Mandatory spending for other federal health care programs—such as Medicare and Medicaid and federal subsidies provided through the health insurance marketplaces established under the Affordable Care Act—would increase because enrollees would seek medical care through other sources. (More than half of the enrollees in priority groups 7 and 8 are over the age of 65.) CBO estimates that, overall, mandatory spending would rise by $29 billion between 2020 and 2028 under this option.
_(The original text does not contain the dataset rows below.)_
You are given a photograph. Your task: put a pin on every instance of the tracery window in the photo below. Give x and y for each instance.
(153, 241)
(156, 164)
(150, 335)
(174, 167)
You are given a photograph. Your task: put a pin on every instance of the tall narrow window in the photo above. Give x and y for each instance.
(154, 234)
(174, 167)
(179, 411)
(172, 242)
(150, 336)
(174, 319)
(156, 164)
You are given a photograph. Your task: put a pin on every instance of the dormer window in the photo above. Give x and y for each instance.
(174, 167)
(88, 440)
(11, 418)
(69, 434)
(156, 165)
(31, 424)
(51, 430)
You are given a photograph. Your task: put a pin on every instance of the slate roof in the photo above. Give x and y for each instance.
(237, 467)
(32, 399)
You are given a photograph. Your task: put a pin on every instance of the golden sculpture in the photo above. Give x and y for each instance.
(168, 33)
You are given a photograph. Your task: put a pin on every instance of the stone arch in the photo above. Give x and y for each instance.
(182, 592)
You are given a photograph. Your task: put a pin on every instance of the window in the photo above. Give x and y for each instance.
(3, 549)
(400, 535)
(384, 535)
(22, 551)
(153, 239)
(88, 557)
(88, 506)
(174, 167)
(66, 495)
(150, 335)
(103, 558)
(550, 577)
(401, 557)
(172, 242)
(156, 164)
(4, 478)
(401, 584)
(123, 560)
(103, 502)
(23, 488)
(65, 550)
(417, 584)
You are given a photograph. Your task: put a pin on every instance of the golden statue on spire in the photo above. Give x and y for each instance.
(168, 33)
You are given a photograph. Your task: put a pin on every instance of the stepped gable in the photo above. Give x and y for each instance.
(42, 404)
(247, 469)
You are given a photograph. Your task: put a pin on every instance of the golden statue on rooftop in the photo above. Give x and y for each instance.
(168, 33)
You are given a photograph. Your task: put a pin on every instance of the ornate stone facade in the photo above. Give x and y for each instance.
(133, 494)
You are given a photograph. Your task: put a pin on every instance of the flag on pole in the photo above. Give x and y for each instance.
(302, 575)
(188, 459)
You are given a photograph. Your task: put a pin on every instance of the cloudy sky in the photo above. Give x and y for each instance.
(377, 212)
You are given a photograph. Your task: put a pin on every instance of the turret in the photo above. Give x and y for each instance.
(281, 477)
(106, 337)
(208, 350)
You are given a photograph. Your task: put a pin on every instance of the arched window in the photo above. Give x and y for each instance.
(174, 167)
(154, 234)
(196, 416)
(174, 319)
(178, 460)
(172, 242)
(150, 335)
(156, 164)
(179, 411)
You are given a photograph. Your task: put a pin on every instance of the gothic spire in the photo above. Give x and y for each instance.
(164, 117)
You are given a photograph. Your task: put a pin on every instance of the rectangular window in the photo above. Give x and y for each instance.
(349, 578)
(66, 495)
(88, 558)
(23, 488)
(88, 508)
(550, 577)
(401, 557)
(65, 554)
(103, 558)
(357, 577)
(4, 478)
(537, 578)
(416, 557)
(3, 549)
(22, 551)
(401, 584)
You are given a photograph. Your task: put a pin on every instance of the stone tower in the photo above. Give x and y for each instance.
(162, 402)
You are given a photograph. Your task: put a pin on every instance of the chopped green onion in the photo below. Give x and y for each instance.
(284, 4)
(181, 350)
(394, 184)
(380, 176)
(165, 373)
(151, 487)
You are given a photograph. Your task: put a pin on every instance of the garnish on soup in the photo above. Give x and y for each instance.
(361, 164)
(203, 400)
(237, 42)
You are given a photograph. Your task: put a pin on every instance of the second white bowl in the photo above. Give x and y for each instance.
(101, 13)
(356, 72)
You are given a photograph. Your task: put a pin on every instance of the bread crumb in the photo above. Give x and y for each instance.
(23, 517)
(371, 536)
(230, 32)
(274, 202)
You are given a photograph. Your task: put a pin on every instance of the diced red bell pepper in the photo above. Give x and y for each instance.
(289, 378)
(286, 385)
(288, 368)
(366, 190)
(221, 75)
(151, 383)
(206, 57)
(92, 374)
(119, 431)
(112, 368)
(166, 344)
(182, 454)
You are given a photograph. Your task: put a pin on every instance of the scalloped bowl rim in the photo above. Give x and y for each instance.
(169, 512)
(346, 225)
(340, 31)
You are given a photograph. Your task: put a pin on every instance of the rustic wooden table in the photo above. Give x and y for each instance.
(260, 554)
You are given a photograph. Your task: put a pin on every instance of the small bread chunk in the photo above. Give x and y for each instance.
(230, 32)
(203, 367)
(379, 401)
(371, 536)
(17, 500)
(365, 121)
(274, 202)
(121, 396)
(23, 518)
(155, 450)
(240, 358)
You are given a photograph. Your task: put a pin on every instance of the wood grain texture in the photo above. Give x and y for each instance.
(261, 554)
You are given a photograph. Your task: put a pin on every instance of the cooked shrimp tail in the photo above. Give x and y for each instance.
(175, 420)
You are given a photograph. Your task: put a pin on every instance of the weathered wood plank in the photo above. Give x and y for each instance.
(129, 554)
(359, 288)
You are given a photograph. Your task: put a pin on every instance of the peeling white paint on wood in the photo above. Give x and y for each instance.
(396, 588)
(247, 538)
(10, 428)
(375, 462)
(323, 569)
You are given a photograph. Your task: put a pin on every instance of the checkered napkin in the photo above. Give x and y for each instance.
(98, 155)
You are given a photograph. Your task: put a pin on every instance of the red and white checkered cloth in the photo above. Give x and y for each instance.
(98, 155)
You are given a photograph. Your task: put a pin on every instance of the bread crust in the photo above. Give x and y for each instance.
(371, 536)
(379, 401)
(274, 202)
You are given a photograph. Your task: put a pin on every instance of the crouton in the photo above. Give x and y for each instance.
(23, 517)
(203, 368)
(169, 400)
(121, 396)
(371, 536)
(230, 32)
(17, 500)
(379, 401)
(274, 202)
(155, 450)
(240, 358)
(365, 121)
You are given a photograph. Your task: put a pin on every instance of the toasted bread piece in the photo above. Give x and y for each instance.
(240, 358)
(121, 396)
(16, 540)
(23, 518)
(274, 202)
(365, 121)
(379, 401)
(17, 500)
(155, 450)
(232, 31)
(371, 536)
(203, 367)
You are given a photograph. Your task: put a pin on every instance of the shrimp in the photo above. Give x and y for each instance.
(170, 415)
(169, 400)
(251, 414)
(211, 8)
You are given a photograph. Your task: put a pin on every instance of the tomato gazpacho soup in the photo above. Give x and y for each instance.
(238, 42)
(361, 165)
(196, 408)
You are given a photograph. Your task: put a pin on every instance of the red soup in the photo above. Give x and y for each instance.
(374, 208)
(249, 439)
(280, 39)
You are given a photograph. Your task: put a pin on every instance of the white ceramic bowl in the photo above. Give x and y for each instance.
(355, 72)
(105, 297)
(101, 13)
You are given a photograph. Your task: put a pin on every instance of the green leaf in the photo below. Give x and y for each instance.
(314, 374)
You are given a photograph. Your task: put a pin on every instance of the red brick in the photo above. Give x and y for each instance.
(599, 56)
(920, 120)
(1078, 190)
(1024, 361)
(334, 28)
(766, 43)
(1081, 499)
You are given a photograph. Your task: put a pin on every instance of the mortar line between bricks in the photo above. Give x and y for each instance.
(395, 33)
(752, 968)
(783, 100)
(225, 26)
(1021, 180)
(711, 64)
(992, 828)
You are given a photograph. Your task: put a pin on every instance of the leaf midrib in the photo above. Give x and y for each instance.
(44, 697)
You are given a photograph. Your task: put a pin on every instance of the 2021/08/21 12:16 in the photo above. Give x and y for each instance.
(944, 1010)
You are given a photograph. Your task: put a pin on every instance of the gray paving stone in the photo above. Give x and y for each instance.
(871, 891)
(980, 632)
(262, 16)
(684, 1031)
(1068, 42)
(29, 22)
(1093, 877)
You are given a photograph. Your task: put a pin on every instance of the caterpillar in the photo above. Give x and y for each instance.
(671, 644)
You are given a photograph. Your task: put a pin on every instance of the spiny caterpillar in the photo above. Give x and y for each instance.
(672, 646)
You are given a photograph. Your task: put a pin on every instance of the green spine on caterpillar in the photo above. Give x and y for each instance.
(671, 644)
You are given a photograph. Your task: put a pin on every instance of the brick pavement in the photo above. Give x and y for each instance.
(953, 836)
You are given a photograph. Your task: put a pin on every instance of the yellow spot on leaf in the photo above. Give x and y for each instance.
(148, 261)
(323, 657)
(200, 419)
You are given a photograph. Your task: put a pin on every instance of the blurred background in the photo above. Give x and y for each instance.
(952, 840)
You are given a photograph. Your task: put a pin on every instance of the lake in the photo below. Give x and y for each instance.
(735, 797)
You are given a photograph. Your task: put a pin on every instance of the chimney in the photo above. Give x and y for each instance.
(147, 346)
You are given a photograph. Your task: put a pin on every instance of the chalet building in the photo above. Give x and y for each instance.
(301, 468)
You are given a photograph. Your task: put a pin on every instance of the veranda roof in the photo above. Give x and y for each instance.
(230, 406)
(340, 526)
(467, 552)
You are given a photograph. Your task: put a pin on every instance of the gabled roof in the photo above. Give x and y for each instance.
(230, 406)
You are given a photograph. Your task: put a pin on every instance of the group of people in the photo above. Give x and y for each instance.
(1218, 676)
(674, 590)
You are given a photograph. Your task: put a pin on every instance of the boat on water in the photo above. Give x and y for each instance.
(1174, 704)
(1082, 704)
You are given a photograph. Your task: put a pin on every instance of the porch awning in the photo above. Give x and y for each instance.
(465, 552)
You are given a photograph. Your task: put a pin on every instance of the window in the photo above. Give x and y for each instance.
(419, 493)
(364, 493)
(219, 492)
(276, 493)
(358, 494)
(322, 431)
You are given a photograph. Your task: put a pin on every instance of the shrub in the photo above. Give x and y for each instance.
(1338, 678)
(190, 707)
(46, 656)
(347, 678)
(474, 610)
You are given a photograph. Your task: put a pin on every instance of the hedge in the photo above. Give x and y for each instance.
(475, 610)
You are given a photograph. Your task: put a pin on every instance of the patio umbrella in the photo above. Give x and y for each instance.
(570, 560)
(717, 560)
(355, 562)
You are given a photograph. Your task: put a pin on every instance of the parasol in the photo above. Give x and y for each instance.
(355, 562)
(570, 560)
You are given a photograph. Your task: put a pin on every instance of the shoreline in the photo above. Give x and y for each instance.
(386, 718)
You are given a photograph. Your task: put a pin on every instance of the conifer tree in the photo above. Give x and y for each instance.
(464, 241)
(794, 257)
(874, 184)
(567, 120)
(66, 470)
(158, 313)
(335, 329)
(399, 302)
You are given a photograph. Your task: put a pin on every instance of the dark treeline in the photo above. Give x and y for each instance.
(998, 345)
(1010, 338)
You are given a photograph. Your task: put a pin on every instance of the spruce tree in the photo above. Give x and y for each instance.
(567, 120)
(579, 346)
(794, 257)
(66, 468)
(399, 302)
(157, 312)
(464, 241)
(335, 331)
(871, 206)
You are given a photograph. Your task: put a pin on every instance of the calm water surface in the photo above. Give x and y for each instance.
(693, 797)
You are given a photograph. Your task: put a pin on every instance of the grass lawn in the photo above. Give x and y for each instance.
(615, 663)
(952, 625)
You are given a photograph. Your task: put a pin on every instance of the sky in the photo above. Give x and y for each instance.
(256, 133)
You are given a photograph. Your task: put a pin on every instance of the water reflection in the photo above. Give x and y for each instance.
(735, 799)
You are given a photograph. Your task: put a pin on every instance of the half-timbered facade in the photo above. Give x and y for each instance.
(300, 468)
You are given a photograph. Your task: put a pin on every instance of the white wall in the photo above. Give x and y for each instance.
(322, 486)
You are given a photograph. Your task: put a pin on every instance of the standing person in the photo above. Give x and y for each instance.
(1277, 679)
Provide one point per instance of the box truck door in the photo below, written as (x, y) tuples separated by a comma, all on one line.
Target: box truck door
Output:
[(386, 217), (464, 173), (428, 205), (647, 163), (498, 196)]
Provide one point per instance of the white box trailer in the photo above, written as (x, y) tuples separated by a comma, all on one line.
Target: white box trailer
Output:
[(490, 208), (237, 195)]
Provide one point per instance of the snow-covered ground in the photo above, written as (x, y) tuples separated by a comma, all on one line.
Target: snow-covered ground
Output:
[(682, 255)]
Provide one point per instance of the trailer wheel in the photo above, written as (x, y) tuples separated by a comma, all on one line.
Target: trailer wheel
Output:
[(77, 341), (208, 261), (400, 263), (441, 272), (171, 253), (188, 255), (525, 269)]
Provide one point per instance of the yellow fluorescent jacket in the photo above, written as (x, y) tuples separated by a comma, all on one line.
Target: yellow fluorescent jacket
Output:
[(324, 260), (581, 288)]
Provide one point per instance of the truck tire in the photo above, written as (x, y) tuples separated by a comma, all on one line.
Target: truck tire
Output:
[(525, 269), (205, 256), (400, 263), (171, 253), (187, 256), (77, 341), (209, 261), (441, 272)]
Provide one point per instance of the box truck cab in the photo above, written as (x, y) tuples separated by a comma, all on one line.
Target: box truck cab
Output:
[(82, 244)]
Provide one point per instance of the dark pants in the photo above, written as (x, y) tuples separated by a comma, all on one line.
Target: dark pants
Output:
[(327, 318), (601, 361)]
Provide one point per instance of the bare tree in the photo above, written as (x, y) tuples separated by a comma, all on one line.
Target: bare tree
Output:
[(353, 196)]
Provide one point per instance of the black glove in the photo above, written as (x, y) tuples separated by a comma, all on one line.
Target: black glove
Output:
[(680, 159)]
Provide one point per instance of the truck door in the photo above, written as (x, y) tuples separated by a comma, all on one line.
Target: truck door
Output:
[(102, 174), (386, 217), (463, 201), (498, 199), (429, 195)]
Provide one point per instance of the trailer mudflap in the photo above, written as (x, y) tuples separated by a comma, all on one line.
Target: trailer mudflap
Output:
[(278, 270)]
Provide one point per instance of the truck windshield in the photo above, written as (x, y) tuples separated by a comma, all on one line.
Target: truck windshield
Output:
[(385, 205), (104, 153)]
The greatest sources of uncertainty in this estimate of savings over the next 10 years are CBO's estimates of the number of veterans affected by the option and how their reliance on other forms of health care might change. Under current law, enrollees in priority groups 7 and 8 receive nearly 20 percent of their medical care from VA. As the health care delivery and insurance markets evolve over the projection period, that pattern of reliance might change.

Other Effects

An advantage of this option is that VA could focus on veterans with the greatest service-connected medical needs and the fewest financial resources. In 2017, nearly 90 percent of enrollees in priority groups 7 and 8 had other health care coverage, mostly through Medicare or private health insurance. As a result, the vast majority of veterans who would lose access to VA health care would have other sources of coverage, including the health insurance marketplaces.

A disadvantage of the option is that veterans in priority groups 7 and 8 who have come to rely on VA, even in part, might find their health care disrupted. Some veterans—particularly those with income just above the thresholds—might find it difficult to obtain other care.